Don’t Call Me a Millennial

Don’t Call Me a Millennial

“Business & family are my total focus”
Hispanic, 30-37 years old, working full-time as professionals and business owners who live in rural, suburban, and urban areas of the West Coast. They are slightly more likely to be female than male (60% female/40% male), have at least some college, a median income of $70,000, and an average of $15,000 in student debt. The vast majority are married with children ranging in age from toddler to early teens. Politically, they are equally as likely to be Democratic as Republican and are extremely likely to have voted in the last presidential election.
Millennials in Name Only

Millennials in Name Only

“Old-school values are important to me”
Caucasian, Black, and Hispanic blue-collar workers who are employed full-time and live predominantly in urban areas.
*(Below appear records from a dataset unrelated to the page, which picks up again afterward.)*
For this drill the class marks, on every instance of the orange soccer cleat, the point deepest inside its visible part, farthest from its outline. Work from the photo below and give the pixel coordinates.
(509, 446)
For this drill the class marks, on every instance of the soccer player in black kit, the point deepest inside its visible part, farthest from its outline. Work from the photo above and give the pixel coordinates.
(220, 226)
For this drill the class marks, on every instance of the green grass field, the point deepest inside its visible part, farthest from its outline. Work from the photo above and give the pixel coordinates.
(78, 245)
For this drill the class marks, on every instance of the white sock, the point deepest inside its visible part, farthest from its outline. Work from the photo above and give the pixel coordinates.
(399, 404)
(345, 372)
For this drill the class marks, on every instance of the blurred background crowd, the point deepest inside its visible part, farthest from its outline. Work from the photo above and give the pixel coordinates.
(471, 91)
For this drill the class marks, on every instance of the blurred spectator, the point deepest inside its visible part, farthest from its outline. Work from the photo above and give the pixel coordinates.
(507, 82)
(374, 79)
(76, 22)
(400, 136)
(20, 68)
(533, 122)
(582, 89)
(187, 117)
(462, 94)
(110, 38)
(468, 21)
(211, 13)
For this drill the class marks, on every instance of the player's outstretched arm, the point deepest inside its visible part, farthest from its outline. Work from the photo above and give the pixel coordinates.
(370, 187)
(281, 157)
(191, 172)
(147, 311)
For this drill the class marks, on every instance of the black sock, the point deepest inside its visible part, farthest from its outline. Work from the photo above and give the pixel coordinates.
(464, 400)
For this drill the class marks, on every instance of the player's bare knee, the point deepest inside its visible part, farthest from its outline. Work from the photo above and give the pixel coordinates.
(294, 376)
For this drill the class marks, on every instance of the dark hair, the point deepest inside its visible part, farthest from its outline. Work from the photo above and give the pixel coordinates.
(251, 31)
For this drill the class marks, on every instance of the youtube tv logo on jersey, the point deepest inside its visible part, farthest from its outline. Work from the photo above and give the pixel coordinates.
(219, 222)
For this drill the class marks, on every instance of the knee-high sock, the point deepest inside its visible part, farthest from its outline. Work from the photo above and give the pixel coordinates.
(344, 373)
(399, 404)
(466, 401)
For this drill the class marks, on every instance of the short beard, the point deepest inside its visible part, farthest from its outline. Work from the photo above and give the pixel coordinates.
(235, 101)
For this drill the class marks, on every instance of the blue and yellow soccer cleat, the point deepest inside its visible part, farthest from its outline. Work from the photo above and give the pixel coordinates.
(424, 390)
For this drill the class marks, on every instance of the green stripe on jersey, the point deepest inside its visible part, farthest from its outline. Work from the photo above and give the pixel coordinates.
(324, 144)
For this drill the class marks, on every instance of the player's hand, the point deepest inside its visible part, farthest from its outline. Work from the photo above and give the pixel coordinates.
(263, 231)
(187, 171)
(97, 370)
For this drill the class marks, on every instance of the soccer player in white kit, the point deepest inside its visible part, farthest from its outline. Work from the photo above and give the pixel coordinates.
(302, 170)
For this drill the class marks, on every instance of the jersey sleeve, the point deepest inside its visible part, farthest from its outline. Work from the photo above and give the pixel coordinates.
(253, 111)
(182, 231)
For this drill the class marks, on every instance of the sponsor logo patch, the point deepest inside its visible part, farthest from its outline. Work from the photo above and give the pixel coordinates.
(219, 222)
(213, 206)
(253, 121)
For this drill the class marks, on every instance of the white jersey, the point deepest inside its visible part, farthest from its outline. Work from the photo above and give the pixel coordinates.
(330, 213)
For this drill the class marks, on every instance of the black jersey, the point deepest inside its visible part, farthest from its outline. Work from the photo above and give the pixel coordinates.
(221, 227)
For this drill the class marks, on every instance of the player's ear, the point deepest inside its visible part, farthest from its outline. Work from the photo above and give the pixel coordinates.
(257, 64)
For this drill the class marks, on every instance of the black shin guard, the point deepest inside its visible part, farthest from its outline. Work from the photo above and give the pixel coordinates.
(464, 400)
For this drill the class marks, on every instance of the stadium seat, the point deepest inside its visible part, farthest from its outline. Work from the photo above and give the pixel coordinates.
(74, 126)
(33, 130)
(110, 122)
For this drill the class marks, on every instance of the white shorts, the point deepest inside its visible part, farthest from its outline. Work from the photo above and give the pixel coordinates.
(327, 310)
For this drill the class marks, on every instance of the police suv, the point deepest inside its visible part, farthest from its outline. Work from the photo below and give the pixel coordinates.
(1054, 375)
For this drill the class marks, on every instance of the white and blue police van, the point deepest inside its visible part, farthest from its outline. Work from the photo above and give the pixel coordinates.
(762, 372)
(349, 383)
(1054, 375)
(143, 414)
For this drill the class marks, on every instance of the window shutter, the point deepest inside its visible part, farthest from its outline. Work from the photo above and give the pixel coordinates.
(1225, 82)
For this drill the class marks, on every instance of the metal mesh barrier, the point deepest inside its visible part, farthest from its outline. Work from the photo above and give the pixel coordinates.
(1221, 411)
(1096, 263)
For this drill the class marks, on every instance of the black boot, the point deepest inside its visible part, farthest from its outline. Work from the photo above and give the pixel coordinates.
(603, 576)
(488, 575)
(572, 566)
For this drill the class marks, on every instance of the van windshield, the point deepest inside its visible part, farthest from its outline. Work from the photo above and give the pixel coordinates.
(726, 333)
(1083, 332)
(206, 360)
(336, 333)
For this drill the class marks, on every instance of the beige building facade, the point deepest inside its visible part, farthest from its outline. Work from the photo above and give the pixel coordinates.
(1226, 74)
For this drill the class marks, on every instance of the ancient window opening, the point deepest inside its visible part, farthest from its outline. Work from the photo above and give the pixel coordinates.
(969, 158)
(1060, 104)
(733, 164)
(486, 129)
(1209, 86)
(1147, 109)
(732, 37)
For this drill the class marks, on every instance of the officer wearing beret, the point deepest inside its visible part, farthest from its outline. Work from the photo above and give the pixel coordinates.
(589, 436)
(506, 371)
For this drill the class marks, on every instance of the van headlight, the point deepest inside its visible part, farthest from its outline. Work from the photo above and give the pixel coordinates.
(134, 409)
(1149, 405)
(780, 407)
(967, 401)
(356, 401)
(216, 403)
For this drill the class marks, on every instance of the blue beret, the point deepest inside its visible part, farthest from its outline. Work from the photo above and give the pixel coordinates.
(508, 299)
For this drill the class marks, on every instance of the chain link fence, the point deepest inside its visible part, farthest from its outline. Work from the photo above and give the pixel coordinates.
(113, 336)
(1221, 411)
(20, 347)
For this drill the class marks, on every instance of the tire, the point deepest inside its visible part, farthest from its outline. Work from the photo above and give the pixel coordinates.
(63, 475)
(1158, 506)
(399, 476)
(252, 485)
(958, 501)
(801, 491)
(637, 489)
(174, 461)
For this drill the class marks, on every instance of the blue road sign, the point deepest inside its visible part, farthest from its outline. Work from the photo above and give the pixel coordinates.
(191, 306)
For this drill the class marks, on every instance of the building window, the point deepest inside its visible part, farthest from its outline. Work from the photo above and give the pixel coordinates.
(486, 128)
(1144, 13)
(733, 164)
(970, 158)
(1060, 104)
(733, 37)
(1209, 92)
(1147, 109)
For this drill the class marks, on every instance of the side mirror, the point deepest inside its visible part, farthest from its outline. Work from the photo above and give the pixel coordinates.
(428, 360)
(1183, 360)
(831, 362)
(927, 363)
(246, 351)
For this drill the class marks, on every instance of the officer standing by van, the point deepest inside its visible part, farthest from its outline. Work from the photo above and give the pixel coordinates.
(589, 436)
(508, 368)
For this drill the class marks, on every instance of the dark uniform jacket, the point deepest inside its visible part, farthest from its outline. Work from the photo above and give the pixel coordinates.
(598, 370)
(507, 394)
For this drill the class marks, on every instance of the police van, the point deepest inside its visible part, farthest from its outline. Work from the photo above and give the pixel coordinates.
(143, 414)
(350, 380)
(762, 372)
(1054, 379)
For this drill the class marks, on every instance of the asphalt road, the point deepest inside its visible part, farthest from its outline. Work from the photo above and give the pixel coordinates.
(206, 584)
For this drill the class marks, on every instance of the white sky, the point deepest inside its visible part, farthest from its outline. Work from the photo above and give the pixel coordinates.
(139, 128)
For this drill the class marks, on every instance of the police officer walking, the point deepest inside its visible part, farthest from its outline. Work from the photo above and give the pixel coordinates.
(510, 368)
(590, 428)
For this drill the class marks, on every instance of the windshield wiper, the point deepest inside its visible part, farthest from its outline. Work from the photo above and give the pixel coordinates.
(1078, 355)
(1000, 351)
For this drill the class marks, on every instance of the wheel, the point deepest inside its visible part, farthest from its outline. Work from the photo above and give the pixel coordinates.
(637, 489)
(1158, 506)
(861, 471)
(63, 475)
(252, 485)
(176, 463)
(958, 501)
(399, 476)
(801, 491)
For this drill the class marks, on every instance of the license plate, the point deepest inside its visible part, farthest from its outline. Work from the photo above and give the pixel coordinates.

They are equally as likely to be male as female, are 32-37 years old, have a median income of $75,000 and have no student debt. The majority are married with children ranging in age from toddler to early teens. They are high school graduates who may have some college. They are more likely to self-identify as Democratic than Republican and extremely likely to have voted in the last presidential election. They view their lives as easier than their parents’ lives: viewing themselves as more likely than their parents were at the same age to be able to save for the future, pay for college, and buy a home.